St. Clair’s heat ceiling sits at upper-mainstream BookTok — the cosmological architecture is doing the structural work, and the on-page heat is calibrated to let the mythology lead. Readers who want the same immortal-claims-mortal architecture with the heat ceiling lifted past the trad-pub mass-market level should look indie KU. The Demon’s Tithe by Rowan Black (267K-word dark fantasy monster hunter + ancient entity, inferno), The King of Tides & Ruin by Draven Moore (cursed king + healer captive, scorching), and The Carnal Loop by Lucian Gray (paranormal reincarnation mate-bond BDSM, inferno) all run the immortal-power-differential architecture at on-page registers the trad-pub Greek mythology shelf restrains.

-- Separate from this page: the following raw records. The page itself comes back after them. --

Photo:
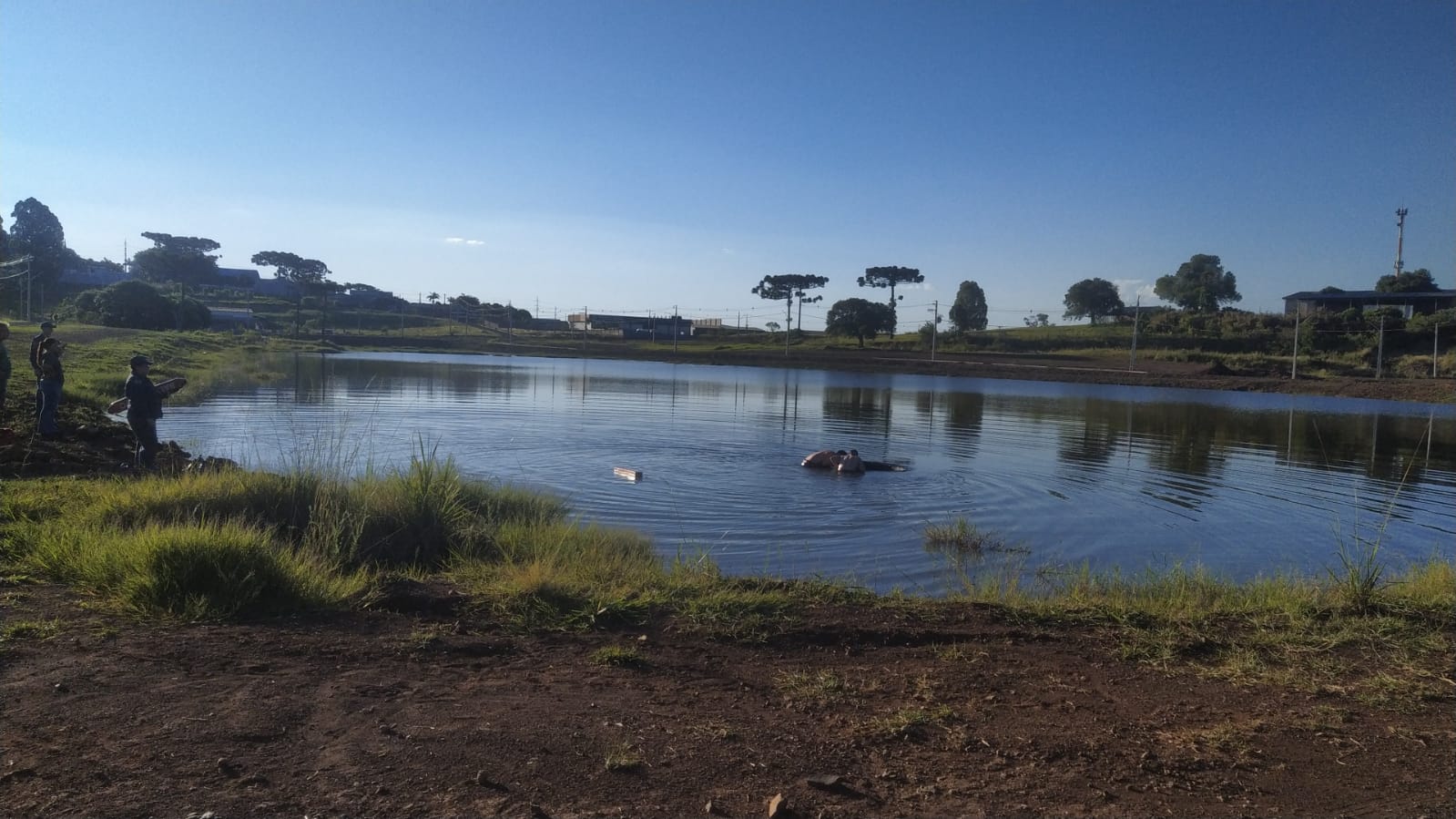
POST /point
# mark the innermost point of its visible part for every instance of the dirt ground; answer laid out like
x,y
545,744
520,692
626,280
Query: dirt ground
x,y
848,713
421,707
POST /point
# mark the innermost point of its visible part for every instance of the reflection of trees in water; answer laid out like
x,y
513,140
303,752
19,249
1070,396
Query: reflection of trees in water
x,y
311,379
1184,437
1093,444
862,405
1390,447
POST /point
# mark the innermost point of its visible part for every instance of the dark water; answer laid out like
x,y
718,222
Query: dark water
x,y
1110,476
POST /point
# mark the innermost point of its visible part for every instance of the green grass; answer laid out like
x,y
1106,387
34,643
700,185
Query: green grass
x,y
238,544
29,630
617,656
1380,643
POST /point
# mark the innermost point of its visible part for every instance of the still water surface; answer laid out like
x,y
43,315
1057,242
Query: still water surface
x,y
1108,476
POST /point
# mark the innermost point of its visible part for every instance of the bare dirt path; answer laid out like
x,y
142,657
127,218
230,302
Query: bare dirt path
x,y
871,712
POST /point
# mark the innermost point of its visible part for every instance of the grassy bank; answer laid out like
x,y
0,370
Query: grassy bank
x,y
97,360
236,544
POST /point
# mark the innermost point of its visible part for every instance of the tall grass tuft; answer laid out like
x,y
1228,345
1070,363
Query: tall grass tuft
x,y
563,575
191,570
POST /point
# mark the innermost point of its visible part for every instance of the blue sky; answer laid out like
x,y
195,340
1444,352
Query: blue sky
x,y
634,156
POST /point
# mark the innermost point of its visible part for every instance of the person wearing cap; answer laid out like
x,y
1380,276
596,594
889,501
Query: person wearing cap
x,y
53,378
46,328
143,411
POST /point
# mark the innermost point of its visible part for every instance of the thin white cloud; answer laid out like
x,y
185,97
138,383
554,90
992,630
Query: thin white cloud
x,y
1130,289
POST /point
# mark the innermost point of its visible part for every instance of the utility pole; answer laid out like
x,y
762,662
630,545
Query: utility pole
x,y
1293,367
1380,349
1137,309
935,323
1400,238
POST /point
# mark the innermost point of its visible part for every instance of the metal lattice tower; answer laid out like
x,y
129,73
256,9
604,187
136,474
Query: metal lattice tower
x,y
1400,238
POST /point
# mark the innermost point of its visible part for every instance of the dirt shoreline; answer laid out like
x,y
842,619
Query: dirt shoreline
x,y
439,713
424,707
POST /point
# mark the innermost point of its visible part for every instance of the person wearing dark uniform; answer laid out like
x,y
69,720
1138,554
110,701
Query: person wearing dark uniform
x,y
46,328
53,378
143,411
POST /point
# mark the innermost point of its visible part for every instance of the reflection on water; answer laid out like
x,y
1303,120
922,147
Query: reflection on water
x,y
1072,473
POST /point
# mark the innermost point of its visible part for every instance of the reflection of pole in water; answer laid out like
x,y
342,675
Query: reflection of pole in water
x,y
1431,433
1129,404
1375,436
1288,447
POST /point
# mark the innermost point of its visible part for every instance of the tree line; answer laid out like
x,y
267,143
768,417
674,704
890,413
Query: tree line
x,y
185,264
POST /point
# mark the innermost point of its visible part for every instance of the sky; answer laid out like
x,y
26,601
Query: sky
x,y
648,156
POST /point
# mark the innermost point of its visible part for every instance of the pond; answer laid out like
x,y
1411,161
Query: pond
x,y
1059,474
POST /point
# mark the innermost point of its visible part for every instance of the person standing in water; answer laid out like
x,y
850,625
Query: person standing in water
x,y
850,462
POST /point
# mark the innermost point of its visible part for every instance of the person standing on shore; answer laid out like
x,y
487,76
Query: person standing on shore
x,y
46,328
143,411
53,374
5,364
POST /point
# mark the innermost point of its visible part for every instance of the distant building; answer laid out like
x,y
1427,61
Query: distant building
x,y
364,298
1409,303
239,277
279,287
232,318
95,274
635,327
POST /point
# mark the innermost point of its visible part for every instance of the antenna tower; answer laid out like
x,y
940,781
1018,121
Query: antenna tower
x,y
1400,238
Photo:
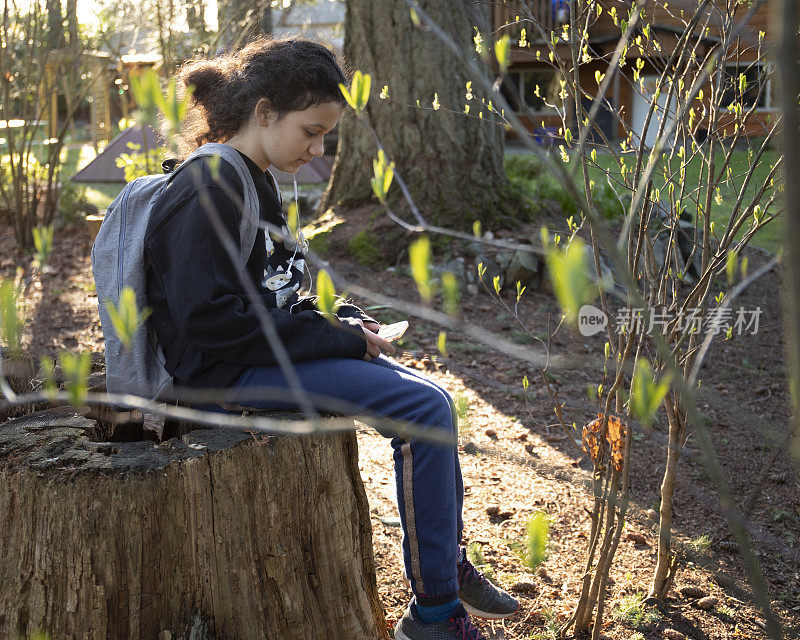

Are there MM or FF Greek mythology romances like A Touch of Darkness?
The trad-pub MM Greek mythology shelf includes The Song of Achilles by Madeline Miller (literary Patroclus/Achilles), Circe by Miller (sapphic-adjacent Greek mythology literary), and Katee Robert’s Dark Olympus series includes queer pairings in the wider series across multiple books. The trad-pub MM and FF Greek mythology shelf at A Touch of Darkness’s specific dark-romantasy register is structurally smaller than readers expect; indie KU has filled the gap less directly. For dark fantasy MF with immortal-mortal architecture: the five Fractal Enigma indie KU picks above all run the architecture at the inferno register.
Where do A Touch of Darkness readers go next?
For trad-pub: working through St. Clair’s Hades x Persephone Saga and the parallel Hades POV series covers the entire architectural arc; Katee Robert’s Dark Olympus series is the closest cross-author comp; Madeline Miller’s Song of Achilles and Circe cover the literary Greek mythology adjacency. For indie KU at the inferno register: Rowan Black‘s dark fantasy catalog (The Demon’s Tithe + The Heir Apparent), Draven Moore‘s dark pirate romantasy (The King of Tides & Ruin), and Lucian Gray‘s paranormal dark romance catalog (The Carnal Loop, The Hollow Hunt) are the closest indie comps.
This post contains Amazon affiliate links. As an Amazon Associate, Fractal Enigma earns from qualifying purchases at no extra cost to you. The five Fractal Enigma titles link to their book pages on this site where you can read the first chapter free.